Set extents of empty tensors to zeroVal() during concretization #449

jacobhinkle · 2023-06-05T16:40:44Z

A number of issues have come up when trying to process empty tensors (i.e. ones with at least one non-reduction axis with extent of zero) during scheduling and lowering. See: #264 #369 #269. Additionally, we now assume extents are positive (#440). Along with #543, this PR makes that a reality by removing all intermediate empty tensors.

This PR:

Marks a Fusion as dynamic if dynamic reshapes/resizes exist or if any alive TensorView has a static size-zero extent or a dynamic extent, since it might be empty. This is means only Fusions with nothing but concrete non-zero sizes are static now. That is, even if all static shapes are provided, it will be marked as a dynamic Fusion and those TensorViews will be modified during concretization.
Adds a pass done during getConcretizationInfo() that collects a vector of empty tensors which are not fusion inputs. It does not traverse their definitions, since there is nothing to compute for an empty tensor.
During concretization, sets the size-0 extents of identified empty tensors to constant 0.

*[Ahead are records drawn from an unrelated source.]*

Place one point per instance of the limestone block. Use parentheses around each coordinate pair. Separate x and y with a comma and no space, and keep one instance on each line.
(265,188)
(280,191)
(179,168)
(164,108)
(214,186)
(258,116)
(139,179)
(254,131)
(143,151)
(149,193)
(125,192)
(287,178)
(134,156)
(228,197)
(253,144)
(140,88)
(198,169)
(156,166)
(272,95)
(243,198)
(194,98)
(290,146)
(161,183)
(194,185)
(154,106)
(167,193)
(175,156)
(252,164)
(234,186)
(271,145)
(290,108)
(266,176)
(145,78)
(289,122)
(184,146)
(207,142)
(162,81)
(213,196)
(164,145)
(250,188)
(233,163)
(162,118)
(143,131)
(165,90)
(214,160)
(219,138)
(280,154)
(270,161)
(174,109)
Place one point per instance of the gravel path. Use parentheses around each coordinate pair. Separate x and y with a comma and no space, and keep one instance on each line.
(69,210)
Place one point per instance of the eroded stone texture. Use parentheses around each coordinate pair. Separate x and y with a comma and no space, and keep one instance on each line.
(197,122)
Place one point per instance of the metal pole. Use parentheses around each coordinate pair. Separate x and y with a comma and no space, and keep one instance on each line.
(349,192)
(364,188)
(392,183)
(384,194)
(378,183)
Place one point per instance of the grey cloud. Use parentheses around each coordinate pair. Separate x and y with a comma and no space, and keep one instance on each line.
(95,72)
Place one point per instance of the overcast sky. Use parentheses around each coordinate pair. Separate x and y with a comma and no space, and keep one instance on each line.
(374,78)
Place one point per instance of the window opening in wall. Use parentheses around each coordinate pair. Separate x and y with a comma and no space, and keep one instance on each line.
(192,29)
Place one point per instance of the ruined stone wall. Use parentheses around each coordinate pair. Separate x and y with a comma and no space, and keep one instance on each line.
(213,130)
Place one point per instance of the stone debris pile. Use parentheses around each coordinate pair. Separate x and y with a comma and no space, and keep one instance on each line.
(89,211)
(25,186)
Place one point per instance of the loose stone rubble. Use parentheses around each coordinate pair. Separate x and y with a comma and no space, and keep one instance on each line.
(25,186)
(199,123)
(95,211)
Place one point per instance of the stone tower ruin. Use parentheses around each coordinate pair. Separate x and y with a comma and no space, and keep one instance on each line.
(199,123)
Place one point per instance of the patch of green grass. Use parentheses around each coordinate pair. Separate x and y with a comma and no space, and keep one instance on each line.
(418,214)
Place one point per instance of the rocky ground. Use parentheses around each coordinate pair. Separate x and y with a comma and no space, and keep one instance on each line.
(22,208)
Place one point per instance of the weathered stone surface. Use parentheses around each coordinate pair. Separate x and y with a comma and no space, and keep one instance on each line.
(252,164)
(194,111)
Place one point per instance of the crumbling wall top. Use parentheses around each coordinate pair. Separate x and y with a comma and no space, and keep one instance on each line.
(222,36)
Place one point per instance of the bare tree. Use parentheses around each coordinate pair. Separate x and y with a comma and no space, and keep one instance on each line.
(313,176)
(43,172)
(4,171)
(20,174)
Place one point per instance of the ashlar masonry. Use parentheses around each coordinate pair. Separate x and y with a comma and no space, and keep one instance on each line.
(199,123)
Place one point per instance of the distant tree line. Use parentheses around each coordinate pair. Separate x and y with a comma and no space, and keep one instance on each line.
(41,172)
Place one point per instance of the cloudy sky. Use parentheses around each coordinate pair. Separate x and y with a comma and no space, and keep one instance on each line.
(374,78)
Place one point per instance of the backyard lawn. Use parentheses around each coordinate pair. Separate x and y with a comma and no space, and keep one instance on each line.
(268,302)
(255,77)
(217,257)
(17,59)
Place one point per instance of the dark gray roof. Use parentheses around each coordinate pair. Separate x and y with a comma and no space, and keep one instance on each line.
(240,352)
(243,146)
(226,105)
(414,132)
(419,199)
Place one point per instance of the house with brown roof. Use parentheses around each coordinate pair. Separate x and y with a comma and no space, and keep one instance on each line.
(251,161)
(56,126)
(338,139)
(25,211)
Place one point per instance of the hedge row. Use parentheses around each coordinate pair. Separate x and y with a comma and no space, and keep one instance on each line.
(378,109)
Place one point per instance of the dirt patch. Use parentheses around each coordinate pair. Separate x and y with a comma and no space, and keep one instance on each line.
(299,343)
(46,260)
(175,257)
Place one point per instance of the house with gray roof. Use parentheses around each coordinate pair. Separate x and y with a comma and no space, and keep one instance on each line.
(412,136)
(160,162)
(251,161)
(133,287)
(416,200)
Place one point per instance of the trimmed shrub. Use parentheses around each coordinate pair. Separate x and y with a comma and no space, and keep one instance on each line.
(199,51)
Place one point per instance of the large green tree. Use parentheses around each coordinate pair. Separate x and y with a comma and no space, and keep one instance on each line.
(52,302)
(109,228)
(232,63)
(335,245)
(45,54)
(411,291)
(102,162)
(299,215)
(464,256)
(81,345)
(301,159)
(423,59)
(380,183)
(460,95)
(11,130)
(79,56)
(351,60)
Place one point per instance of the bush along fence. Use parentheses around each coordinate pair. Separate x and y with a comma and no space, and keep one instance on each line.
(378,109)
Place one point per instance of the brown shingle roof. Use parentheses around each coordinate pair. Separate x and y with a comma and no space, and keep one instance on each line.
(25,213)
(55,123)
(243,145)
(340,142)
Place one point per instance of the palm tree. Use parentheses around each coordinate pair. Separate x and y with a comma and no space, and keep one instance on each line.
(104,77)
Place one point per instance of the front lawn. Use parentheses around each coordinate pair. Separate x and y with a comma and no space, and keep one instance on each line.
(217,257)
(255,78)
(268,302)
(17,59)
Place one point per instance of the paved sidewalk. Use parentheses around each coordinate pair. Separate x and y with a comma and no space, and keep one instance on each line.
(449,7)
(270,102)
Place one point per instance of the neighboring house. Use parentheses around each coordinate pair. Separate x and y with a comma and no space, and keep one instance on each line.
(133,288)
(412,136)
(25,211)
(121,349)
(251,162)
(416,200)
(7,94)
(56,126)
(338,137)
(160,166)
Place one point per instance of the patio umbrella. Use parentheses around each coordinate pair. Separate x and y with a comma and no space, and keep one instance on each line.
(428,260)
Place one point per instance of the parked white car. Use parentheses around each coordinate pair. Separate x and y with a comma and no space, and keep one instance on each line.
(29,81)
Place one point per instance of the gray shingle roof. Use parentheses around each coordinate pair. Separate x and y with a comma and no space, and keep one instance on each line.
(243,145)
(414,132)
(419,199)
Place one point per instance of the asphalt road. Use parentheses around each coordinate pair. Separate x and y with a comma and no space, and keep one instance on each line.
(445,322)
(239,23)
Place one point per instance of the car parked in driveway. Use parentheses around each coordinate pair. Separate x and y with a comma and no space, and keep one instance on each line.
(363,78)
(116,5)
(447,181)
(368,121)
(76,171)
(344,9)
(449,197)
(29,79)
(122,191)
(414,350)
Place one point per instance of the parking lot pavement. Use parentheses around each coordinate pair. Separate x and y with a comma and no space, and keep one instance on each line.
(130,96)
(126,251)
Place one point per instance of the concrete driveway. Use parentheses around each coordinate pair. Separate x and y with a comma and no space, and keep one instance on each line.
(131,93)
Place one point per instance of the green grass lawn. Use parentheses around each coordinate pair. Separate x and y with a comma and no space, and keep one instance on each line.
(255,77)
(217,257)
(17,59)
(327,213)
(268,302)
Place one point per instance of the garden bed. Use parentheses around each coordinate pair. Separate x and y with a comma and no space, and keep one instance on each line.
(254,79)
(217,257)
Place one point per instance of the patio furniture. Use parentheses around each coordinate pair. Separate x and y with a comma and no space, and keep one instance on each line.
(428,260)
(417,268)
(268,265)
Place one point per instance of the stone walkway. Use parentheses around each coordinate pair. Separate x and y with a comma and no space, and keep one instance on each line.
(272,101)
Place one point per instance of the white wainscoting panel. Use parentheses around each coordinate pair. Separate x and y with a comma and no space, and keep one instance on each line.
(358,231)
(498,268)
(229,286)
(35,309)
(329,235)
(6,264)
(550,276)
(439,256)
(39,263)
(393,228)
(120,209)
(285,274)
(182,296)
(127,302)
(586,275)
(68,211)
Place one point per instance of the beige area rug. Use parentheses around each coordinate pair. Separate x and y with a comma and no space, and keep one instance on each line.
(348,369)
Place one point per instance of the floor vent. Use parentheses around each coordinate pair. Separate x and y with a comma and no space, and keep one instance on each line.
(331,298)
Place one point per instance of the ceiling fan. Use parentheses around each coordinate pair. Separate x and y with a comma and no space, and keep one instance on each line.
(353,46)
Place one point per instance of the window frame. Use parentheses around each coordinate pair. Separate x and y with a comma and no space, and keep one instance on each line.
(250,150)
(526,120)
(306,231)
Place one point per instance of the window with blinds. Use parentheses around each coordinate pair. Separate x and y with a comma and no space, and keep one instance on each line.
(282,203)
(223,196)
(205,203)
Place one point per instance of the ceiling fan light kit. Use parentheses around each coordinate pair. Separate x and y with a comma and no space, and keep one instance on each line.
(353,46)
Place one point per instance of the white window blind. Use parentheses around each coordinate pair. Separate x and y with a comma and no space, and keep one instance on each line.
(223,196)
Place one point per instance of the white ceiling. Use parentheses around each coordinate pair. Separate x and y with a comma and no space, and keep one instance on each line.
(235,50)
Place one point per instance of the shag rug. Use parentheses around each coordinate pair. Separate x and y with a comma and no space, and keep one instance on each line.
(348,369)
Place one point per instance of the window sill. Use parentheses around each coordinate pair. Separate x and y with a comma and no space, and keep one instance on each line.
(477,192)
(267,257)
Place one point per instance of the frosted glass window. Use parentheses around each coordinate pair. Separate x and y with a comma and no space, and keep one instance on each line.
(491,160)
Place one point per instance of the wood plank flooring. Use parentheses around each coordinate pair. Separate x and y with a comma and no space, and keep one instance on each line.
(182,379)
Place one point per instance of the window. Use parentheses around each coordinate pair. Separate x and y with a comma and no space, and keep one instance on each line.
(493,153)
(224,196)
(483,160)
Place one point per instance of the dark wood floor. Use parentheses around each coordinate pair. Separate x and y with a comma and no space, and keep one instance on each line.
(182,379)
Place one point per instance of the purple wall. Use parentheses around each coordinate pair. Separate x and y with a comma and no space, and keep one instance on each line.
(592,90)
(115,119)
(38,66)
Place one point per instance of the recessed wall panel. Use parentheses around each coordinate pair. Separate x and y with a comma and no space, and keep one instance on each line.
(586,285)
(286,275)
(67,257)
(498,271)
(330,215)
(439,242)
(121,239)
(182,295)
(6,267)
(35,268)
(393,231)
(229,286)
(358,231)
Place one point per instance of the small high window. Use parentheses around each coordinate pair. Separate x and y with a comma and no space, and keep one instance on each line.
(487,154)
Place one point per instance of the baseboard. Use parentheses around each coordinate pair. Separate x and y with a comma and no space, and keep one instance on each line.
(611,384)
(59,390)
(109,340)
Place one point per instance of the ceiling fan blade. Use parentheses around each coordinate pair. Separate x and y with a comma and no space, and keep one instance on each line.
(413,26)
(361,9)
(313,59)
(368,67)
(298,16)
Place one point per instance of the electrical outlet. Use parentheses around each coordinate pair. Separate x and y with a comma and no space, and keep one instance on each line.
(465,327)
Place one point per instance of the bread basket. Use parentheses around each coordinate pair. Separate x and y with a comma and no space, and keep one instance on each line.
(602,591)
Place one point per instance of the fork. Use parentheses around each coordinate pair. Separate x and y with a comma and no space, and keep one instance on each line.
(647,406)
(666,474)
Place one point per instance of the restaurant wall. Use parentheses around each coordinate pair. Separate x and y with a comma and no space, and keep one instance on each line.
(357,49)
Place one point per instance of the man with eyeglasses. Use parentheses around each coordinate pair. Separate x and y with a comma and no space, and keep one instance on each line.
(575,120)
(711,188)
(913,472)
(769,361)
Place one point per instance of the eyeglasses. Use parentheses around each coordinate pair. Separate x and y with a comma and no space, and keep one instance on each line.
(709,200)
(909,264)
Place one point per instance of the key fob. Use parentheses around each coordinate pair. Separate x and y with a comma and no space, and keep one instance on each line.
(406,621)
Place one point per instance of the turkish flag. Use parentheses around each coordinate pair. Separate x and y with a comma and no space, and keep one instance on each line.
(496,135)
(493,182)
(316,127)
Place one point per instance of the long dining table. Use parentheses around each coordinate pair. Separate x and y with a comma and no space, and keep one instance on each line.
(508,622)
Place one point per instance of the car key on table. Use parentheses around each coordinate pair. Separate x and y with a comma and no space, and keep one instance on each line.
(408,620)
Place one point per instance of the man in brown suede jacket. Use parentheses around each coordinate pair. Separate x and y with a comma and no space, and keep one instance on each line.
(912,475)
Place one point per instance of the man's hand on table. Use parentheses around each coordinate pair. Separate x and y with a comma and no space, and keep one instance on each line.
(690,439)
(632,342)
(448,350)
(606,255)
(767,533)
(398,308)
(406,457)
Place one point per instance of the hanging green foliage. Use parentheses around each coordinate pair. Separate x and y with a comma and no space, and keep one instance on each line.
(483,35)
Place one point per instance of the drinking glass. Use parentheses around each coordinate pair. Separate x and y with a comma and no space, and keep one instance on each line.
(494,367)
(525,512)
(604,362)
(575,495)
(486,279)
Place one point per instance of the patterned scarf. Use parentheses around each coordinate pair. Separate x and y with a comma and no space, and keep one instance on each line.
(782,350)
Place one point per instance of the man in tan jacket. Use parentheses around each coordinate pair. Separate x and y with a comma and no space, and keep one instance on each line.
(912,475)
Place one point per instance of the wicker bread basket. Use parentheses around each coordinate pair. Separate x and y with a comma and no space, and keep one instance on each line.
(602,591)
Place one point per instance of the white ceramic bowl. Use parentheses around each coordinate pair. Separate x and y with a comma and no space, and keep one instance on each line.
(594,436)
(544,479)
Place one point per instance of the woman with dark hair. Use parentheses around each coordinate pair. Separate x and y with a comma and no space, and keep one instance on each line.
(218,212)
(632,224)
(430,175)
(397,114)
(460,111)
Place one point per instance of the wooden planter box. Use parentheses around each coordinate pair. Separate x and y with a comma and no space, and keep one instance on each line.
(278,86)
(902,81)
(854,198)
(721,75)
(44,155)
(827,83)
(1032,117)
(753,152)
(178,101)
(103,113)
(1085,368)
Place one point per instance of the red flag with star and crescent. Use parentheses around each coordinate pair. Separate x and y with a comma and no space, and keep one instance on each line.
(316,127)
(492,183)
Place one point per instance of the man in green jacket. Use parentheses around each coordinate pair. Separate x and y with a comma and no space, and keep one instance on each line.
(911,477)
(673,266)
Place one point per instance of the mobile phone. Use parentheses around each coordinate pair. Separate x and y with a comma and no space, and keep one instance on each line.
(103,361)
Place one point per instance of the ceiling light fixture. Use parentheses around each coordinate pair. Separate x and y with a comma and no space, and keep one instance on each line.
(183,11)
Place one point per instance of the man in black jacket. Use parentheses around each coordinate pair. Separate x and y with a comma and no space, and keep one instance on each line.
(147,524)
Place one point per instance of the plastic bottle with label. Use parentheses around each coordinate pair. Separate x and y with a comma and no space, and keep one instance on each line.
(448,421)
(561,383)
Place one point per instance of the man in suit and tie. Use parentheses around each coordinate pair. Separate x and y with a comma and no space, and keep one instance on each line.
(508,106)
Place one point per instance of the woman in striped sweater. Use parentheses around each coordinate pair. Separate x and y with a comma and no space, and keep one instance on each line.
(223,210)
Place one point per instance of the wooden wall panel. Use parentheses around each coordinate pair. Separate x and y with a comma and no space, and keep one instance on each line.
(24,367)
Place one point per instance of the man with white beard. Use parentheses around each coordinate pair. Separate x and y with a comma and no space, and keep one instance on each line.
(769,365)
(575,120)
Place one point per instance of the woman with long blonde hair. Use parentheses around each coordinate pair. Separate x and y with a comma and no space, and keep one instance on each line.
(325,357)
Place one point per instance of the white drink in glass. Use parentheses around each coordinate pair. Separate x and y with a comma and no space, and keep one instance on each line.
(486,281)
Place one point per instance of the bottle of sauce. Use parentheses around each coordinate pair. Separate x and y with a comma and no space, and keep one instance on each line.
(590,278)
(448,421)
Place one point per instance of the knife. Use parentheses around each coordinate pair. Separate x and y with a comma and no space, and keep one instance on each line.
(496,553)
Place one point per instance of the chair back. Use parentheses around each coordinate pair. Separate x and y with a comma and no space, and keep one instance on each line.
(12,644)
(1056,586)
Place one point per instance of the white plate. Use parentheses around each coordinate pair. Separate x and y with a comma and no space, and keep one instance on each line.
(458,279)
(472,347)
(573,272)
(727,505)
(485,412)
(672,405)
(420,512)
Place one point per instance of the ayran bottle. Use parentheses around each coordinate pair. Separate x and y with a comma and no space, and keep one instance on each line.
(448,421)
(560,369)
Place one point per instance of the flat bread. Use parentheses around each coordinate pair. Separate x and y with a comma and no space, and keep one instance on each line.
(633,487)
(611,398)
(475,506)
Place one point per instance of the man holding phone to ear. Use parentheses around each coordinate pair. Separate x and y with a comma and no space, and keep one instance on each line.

When encountering a new set of input sizes/scalars, we evaluate a minimal set of Vals (those that appear in dynamic extents), and only proceed with removing branches if any of these are zero. So there is a rather quick path to re-using concretizations in the common case where none of the extents are zero.

Even after #543, this PR does not guarantee that all tensors present in the Fusion during scheduling have non-zero extent. It does guarantee that any remaining empty tensors are either fusion inputs or outputs, and that empty tensors will have constant 0 extents in any empty dimensions. Stripping empty inputs and outputs from the Fusion could potentially be done at segmentation, but should only be done if it does not result in additional kernels being launched; that is left for another PR (see #448).

Fixes #365 and fixes #264. This replaces PRs #369 and #269.

jacobhinkle · 2023-06-05T16:45:19Z

In this approach, I've replaced extents that concretize to zero with fusion->zeroVal(), which we could use as a stand-in for having a new IterType for empty extents. Using the check for constant zero means we could avoid needing a separate IterType for size-0 reduction axes.

This might make the lookups there a bit slower, as previously these would be very small sets. However, this is necessary in order to find differences in empty-tensor concretization. Note that the actual keys won't commonly change but this will find input vals that affect output sizes, such as in FusionStandaloneIota_CUDA, which was failing before this fix.

Verifies that this branch fixes #365

jacobhinkle · 2023-06-08T19:23:43Z

test/test_gpu1.cpp

+      at::empty({}, options),
+      at::empty({}, options),


Fixed a transient bug where these tensors were not technically set as CUDA tensors.

test/test_dynamic_transform.cpp

With this the only failing test is due to not stopping traversal at empty tensor definitions.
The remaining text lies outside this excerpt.